La notizia, una bomba appunto, viene lanciata a fine mattinata dal sito dell'Espresso ed è firmata da Lirio Abbate, uno dei più esperti giornalisti di mafia. Piomba al Senato proprio mentre è in corso il dibattito sulla fiducia al Presidente del Consiglio Silvio Berlusconi. Il premier è in aula. Schifani nel suo ufficio - ha lasciato per un po' la conduzione dell'aula al vicepresidente Emma Bonino - quando il suo portavoce gli porta il lancio di agenzia.
Poco dopo arriva il premier, un breve colloquio, si rivedranno alle quattro per la replica e il voto finale. Schifani attende nel suo ufficio, legge, segue con attenzione le agenzie. Momenti e minuti lunghissimi. Fino alle quattordici quando arriva la smentita ufficiale del procuratore di Palermo Francesco Messineo: Al nome del presidente del Senato Renato Schifani non è iscritto nel registro notizie di reato di questa procura». Boccata d'ossigeno. Sufficiente per dare il via agli attestati di solidarietà ed attaccare «la solita macchina del fango che si mette in moto nei momenti più delicati». E questo, in effetti, è il passaggio più delicato per la legislatura. Ora, occorre mettere due punti fermi.
Il primo: da tempo Spatuzza parla di Schifani, già nei primissimi interrogatori del 2008 e due lunedì fa è stato sentito a lungo dai magistrati di Palermo a cui i colleghi di Firenze, nel pieno dell'estate, avevano già trasmesso altri verbali scottanti. Secondo: quando si parla di reati di mafia esiste un regime diverso che tutela ai massimi livelli la segretezza dell'indagine per cui il magistrato è obbligato a negare l'iscrizione al registro anche al diretto interessato. E' successo anche in agosto quando l'Unità anticipò l'iscrizione nel registro degli indagati di Berlusconi e Dell'Utri per l'inchiesta sui mandanti delle stragi del 1993: notizia vera a cui seguì la doverosa smentita della procura.

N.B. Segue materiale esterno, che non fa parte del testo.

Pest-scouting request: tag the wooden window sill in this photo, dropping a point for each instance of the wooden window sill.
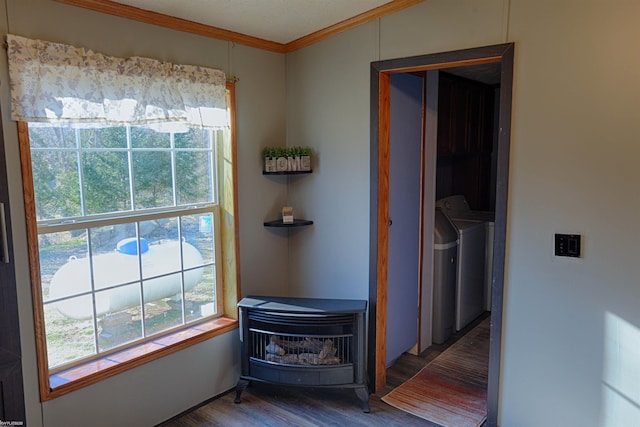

Spatuzza, a cui il Viminale ha negato l'ingresso nel sistema di protezione, continua a raccontare e far riempire verbali. Soprattutto a Firenze ed è assai probabile che l'iscrizione della seconda carica dello Stato sia avvenuta proprio nel capoluogo toscano (da cui arrivano altre smentite).
PRIMI ANNI NOVANTA
Il nome di Schifani è al centro anche dei verbali di un altro pentito, Francesco Campanella, il mafioso-politico che procurò a Bernardo Provenzano una falsa carta d'identità per farsi curare in un ospedale di Nizza. Entrambi raccontano dei rapporti di Schifani avvocato con i fratelli Graviano. Tra i suoi clienti Schifani aveva appunto Pippo Cosenza,l'imprenditore del quartiere Brancaccio che tra il '91 e i1'92, alla vigilia della stagione stragista orchestrata dai fratelli Graviano per costringere lo Stato a trattare, aveva messo a disposizione un capannone dove i Graviano incontravano altri mafiosi. Il ruolo di Spatuzza, all'epoca, era quello di proteggere Filippo Graviano, era il suo guardaspalla e per questo vigilava il capannone dove avvenivano gli incontri. Più volte a quegli incontri, Spatuzza, racconta di aver visto partecipare anche Schifani. Lo ha visto ma non ha mai ascoltato il contenuto dei loro colloqui. L'iscrizione sarebbe un atto dovuto. Di certo, quei verbali e non solo quelli, tutti coperti da rigoroso segreto, stanno scrivendo una nuova pagina, delicatissima e rischiosa, dell'antimafia.